Cult Review
Senior Film Conservator
Look, if you’re into the history of nature photography or just like watching old footage of stampeding animals, this is a weird little relic to dig up. If you need a plot, clear characters, or anything resembling a modern narrative flow, you are going to be bored out of your mind within three minutes. It is a very specific kind of strange that only makes sense if you’re a total film history nerd.
It’s barely a movie, honestly. It’s more of a long, grainy observation of pure, unadulterated panic.
Watching these animals flee a fire is genuinely stressful. You can tell Hubbard wasn't worried about lighting or framing; he was just trying to keep the camera steady while everything went to hell. The dust clouds are massive. You spend most of the runtime squinting at the screen, trying to figure out which blurry shape is a gazelle and which is just a patch of scorched grass.
There is this one moment where a group of wildebeest just... they stop moving for a second. It is so awkward. It feels like they realized they were on camera for a second before remembering the fire was still behind them. 🦒
It’s a far cry from the studio polish you’d see in a picture like Min and Bill. There’s no dialogue, obviously. No forced romance. Just the sound of wind and the occasional crackle of flames if you’re lucky enough to hear a decent transfer. It makes some of the more staged dramas from the same era, like Huckleberry Finn, feel like they’re from another planet entirely.

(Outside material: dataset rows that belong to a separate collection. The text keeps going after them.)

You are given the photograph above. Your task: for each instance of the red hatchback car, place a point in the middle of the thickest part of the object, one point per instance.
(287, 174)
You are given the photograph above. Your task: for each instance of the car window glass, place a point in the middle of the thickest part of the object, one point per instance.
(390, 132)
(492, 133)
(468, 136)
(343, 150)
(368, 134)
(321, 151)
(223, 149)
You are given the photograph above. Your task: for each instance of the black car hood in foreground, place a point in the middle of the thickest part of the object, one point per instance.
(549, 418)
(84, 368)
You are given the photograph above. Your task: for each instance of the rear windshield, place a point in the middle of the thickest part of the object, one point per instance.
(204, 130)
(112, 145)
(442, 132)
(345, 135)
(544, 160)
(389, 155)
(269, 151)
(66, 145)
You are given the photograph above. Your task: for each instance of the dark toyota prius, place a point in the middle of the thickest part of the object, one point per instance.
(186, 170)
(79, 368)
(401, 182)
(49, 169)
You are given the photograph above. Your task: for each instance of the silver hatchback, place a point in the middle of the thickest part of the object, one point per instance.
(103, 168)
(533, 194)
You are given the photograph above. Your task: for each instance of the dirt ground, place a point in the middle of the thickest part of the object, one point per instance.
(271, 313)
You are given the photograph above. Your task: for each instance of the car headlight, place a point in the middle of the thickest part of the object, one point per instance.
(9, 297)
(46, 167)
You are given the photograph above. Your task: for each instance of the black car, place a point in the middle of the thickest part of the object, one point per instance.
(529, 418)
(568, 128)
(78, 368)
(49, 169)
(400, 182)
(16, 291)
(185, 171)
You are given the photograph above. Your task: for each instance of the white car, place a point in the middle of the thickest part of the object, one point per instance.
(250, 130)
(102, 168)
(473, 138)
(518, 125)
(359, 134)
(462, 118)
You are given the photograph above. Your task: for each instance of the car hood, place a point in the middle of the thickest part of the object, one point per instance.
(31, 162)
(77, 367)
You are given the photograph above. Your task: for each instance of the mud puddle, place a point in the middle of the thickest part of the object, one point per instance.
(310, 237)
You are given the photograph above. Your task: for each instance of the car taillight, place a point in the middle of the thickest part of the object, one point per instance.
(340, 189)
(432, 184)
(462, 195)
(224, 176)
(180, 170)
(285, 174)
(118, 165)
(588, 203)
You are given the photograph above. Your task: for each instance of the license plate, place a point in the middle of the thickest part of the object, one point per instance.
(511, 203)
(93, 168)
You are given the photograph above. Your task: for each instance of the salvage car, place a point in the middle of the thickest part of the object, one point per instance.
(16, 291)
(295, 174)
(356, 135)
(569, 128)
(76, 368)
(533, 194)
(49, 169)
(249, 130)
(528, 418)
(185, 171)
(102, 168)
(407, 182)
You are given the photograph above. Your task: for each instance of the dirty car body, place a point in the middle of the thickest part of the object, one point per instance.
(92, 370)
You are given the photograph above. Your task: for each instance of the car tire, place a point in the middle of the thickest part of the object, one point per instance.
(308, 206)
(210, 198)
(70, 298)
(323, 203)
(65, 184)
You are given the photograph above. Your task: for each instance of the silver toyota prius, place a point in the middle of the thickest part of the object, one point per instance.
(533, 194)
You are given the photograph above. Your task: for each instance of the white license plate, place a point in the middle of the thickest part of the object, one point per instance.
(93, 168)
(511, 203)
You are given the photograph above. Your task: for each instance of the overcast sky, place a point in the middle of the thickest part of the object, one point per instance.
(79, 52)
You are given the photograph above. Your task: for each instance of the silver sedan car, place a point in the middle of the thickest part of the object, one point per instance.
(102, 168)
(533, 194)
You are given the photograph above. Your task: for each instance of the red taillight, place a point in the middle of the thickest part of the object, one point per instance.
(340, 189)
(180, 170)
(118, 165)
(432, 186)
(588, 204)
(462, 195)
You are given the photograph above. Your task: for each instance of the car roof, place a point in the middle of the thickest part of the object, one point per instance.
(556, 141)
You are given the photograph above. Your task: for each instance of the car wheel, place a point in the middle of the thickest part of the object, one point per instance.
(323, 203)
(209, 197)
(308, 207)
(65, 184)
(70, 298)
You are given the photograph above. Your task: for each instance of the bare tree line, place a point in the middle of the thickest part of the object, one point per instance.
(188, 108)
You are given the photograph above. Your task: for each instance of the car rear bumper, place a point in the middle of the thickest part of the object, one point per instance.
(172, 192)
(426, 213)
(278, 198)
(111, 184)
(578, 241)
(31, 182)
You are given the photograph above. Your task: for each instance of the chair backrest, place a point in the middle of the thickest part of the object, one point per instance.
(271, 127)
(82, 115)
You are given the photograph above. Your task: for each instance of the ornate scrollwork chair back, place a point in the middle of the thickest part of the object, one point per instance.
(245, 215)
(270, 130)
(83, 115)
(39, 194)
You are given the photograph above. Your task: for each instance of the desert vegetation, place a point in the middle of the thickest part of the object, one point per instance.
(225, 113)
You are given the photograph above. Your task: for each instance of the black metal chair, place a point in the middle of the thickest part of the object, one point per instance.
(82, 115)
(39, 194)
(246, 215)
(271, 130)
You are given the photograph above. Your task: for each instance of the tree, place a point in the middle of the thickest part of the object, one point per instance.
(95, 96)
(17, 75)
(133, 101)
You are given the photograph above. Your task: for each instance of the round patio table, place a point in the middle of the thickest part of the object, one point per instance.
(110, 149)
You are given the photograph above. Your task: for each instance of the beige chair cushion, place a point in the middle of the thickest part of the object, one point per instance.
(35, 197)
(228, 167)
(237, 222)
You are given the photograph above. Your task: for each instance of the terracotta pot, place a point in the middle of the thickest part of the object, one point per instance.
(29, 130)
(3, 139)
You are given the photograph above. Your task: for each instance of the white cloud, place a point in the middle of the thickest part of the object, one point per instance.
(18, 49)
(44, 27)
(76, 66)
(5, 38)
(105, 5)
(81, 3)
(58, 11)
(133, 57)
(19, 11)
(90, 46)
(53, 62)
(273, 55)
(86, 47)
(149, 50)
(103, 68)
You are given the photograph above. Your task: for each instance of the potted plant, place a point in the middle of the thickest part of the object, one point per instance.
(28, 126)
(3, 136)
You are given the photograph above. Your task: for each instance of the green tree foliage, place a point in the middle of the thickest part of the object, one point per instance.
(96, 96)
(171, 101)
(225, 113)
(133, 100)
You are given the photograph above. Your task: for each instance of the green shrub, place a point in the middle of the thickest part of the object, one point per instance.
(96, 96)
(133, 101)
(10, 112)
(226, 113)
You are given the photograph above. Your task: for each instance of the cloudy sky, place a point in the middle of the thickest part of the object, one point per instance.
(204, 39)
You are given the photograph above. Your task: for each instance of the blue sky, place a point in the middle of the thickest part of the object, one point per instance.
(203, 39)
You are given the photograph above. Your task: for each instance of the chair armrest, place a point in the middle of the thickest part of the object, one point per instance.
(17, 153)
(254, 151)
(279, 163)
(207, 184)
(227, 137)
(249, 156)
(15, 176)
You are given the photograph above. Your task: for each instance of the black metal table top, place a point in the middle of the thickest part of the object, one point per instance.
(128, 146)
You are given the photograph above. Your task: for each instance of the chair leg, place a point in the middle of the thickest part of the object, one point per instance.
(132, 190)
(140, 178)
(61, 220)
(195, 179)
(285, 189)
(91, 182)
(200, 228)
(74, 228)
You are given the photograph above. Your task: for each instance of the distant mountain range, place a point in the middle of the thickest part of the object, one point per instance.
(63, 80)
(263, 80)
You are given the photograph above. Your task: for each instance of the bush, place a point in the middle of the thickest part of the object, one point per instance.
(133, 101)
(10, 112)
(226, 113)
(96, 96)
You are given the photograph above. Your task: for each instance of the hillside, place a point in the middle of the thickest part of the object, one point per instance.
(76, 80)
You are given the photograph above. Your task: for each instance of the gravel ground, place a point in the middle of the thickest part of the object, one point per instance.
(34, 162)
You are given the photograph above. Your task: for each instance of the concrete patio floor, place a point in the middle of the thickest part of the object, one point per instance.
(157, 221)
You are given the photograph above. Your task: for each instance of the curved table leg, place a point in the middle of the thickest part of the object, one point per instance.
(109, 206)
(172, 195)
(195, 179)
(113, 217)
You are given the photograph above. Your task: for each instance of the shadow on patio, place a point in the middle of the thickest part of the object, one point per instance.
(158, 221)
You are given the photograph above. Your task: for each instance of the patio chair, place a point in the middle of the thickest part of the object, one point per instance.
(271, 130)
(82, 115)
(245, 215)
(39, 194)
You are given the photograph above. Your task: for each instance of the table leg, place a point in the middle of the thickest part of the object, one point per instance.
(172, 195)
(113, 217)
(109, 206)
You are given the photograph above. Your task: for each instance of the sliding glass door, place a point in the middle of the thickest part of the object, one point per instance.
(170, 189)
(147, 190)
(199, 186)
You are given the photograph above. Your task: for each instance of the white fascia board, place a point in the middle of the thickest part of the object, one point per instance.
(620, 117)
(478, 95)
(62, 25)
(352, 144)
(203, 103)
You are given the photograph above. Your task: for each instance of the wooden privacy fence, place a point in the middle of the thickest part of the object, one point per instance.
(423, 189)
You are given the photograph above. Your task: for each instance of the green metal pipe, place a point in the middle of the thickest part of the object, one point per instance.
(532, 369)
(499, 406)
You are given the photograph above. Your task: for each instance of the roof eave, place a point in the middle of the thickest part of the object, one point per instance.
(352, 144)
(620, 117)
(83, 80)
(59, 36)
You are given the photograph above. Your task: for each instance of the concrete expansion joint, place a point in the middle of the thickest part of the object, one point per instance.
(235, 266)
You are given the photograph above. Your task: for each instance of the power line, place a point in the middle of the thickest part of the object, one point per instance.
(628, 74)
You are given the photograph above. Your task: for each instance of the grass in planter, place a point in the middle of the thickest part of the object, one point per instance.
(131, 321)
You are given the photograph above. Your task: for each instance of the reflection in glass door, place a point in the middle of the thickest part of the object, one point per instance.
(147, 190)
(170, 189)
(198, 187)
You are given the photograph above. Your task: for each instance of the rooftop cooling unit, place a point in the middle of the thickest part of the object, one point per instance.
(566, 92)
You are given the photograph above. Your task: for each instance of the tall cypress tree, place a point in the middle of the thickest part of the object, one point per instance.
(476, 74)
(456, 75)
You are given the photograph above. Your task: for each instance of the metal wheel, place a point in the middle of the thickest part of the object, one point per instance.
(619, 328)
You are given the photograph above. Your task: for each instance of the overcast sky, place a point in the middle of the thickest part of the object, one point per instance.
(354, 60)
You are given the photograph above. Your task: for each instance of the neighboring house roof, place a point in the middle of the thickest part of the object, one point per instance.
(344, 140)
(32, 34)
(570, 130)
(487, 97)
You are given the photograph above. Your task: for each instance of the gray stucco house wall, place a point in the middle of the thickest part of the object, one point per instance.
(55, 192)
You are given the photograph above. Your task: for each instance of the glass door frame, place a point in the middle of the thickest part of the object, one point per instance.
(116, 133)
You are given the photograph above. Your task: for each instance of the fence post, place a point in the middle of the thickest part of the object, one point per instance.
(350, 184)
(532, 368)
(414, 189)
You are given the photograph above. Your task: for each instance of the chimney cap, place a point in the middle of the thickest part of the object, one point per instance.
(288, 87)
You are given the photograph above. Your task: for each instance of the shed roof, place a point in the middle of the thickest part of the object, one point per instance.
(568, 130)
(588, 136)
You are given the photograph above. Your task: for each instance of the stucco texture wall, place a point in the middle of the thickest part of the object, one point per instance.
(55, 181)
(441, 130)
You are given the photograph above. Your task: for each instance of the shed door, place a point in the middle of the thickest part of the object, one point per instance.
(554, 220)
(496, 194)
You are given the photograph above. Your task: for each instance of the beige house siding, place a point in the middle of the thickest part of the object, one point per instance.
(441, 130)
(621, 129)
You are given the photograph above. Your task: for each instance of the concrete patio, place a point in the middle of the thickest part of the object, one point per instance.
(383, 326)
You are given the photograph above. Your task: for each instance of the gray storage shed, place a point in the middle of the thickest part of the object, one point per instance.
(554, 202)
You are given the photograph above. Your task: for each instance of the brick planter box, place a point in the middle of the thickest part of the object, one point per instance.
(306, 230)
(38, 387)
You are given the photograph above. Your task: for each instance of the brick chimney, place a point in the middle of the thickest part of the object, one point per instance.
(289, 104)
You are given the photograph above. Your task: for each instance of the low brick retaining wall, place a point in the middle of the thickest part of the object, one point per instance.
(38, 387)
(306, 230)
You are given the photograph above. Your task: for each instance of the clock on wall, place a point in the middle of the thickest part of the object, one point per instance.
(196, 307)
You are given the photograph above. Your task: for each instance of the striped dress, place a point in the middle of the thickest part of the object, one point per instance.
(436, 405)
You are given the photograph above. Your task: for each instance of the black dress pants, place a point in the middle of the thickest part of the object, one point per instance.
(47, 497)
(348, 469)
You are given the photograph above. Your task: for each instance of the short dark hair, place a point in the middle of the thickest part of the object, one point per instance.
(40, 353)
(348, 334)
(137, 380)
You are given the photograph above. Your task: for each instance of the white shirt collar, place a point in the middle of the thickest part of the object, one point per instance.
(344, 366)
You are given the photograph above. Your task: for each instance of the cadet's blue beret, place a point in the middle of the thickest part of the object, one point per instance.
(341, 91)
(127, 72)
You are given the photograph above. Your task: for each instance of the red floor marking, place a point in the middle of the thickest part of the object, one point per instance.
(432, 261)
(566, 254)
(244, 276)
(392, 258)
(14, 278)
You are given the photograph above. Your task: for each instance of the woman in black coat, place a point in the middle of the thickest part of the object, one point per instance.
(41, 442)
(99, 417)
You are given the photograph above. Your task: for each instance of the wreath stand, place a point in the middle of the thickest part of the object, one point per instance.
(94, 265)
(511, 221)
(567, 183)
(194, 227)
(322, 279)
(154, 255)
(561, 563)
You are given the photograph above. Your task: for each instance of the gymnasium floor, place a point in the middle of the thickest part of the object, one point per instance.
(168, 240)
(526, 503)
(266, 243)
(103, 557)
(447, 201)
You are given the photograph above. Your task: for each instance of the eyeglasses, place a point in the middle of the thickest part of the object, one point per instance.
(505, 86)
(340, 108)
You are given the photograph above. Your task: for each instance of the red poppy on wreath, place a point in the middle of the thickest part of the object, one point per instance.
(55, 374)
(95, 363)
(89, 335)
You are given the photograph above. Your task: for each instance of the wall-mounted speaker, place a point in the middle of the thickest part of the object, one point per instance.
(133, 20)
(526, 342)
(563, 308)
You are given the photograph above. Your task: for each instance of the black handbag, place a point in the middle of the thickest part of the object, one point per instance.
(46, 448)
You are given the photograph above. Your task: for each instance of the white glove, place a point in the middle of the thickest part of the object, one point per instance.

I caught myself wondering if the cameraman was actually safe. Probably not. He was right in the middle of it. That kind of guts is rare now.
It is definitely not something you watch for the story. It is something you watch to see a guy stand in the middle of a burning jungle because he thought people back home would want to see it. It is messy. It is loud in its own quiet way. And it really doesn't care if you're comfortable watching it.